Extensions can be hosted anywhere, but should use the extension template as a starting point. If you'd like to add a repository to the stac-extensions GitHub organization, just ask on Gitter! This is fine for work-in-progress extensions. You can also host the extension repository in your own GitHub account, and optionally transfer it to the stac-extensions organization later.

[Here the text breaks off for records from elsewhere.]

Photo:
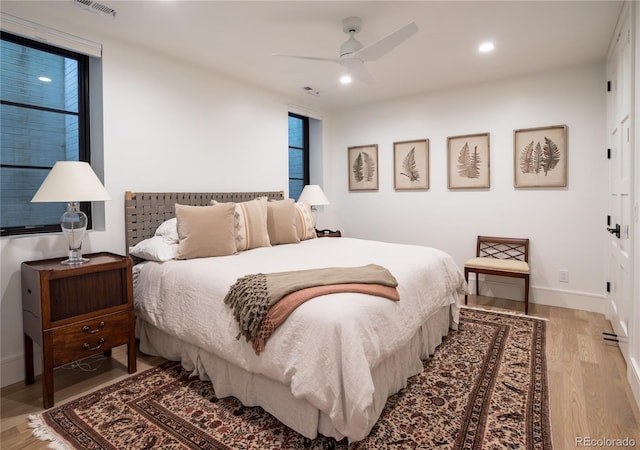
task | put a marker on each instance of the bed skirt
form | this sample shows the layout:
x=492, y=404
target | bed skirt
x=252, y=389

For new extensions that require community discussion, we recommend the following workflow:

  • Use the stac-extensions template to sketch out your proposed extension
  • Open an issue on this repository with the prefix "New Extension: " and describe the extension. Include a link to the extension repository. Also post it in the Gitter chat for broader recognition.
  • Discussion should take place as issues/pull requests on the extension repository directly, but can als occur on the issue created before.
  • Once the extension has an initial release, the issue on stac-spec will be closed.

Prefixes

A STAC Item can combine schema information from several different sources - the core STAC Item information, an earth observation community extension, and a vendor specific provider. It can be difficult to distinguish exactly where each definition came from, and to pull out the most relevant information, especially when vendors often will dump in all the metadata they have in to the STAC definition.

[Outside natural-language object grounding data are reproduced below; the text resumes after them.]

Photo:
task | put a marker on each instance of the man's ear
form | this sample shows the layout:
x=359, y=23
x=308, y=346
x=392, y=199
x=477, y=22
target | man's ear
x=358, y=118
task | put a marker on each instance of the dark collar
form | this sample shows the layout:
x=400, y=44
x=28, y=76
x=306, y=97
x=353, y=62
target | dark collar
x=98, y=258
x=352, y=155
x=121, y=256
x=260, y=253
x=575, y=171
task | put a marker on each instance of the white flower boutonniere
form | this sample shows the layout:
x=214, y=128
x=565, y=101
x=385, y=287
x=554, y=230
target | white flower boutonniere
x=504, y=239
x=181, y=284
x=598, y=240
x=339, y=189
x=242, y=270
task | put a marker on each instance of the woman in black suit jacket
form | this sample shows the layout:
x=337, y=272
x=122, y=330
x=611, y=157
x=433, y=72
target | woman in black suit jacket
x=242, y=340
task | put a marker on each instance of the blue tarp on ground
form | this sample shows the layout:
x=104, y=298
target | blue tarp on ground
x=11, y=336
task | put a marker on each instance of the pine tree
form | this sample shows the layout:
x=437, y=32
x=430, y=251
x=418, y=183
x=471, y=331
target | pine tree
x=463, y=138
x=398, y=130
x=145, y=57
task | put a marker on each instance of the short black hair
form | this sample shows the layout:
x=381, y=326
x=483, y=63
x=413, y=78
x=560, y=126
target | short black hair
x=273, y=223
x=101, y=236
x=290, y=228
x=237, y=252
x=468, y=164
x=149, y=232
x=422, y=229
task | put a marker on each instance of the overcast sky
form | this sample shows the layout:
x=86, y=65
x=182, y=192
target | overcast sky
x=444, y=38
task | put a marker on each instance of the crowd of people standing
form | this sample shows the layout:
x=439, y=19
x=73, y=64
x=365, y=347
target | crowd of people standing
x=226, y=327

So one idea is to have prefixes to differentiate specific vendors (like dg: for DigitalGlobe), and for communities of practice (like eo: for Electro-Optical). These wouldn't be full namespacing, though an extension for like JSON-LD could potentially evolve to make fully resolved namespacing an option.

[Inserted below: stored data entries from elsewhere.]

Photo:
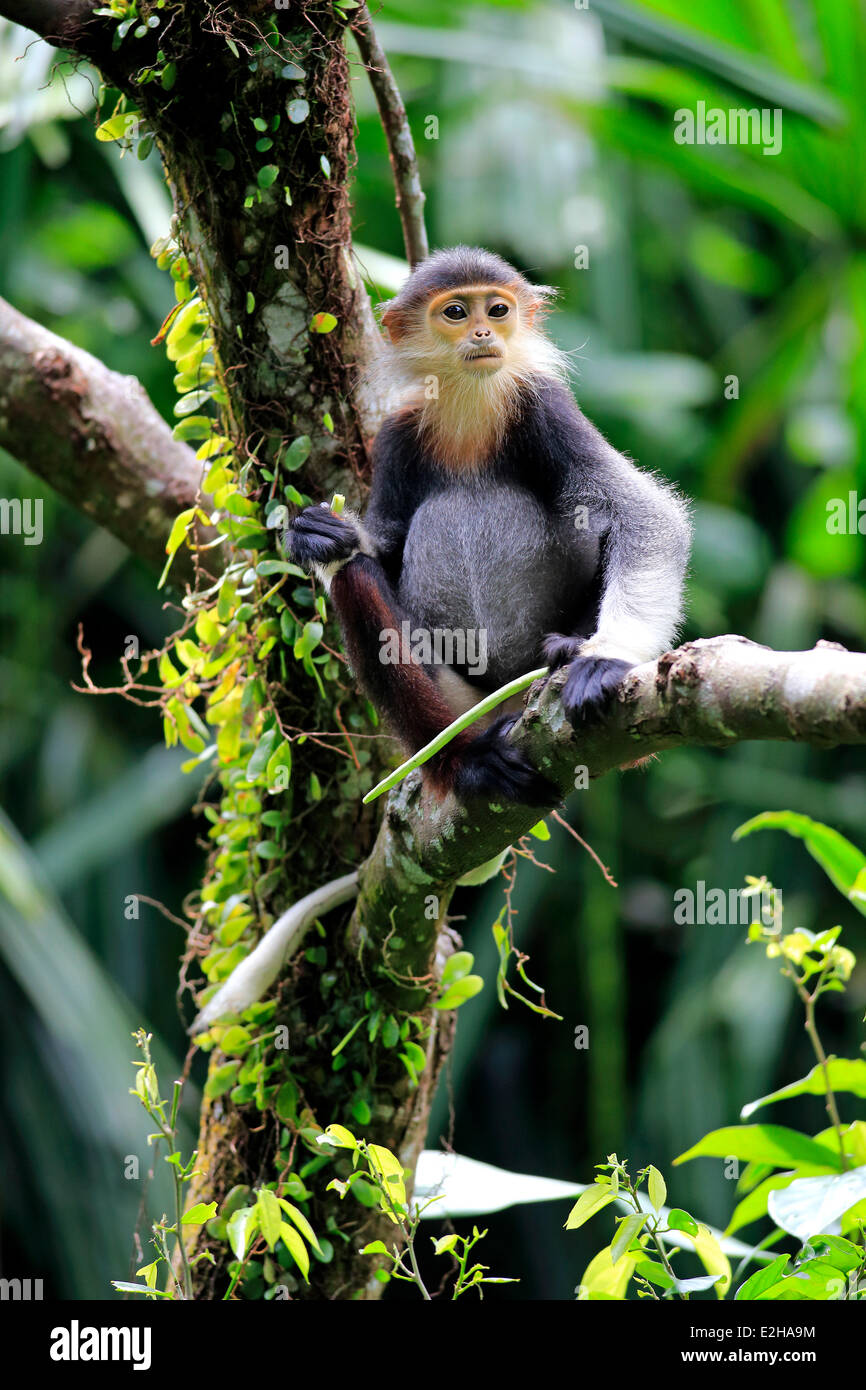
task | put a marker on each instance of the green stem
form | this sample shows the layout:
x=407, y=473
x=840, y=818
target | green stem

An example of this can be seen in a Landsat example:

  "properties": {
    "datetime":"2018-01-01T13:21:30Z",

    "start_datetime":"2018-01-01T13:21:30Z",
    "end_datetime":"2018-01-01T13:31:30Z",

    "view:off_nadir": -0.001,
    "eo:cloud_cover": 10.31,
    "view:sun_azimuth": 149.01607154,
    "view:sun_elevation": 59.21424700,
    "gsd": 30,

    "l8:data_type": "L1T",
    "l8:wrs_path": 153,
    "l8:wrs_row": 25,
    "l8:earth_sun_distance": 1.0141560,
    "l8:ground_control_points_verify": 114,
    "l8:geometric_rmse_model": 7.562,
    "l8:image_quality_tirs": 9,
    "l8:ground_control_points_model": 313,
    "l8:geometric_rmse_model_x": 5.96,
    "l8:geometric_rmse_model_y": 4.654,
    "l8:geometric_rmse_verify": 5.364,
    "l8:image_quality_oli": 9
  }

Use of arrays and objects

For extensions, it is recommended to

  1. Use arrays only as enumerations/lists (possibly sorted), without implying additional meaning (such as order)
  2. To avoid using nested objects, in favor of multiple attributes with a similar naming scheme.

For example, if one would like to define an extension to contain a start and a end date, there are multiple options (tl;dr: option 3 is recommended):

  1. Define an object, for example: "date_range": {"start": "2018-01-01", "end": "2018-01-31"}. This is discouraged as it is more complex to search in objects.
  2. Define an two-element array where the first element is the start date and the second element is the end date, for example "date_range": ["2018-01-01", "2018-01-31"]. This is discouraged as it would conflict with Collection summaries, which always considers arrays as true (potentially sorted) enumeration without any additional meaning.
  3. Define two separate fields, e.g. "date_range_start": "2018-01-01", "date_range_end": "2018-01-31". This is recommended as it avoids the conflicts above and is usually better displayed in software that only understands GeoJSON but has no clue about STAC. This is due to the fact that most legacy software can not display arrays or objects GeoJSON properties properly.

This rules only applies to the fields defined directly for the Item's properties. For fields and structures defined on other levels (e.g. in the root of an Item or in an array), extension authors can freely define the structure. So an array of objects such as the bands are fine to use, but keep in mind that the drawbacks mentioned above usually still apply.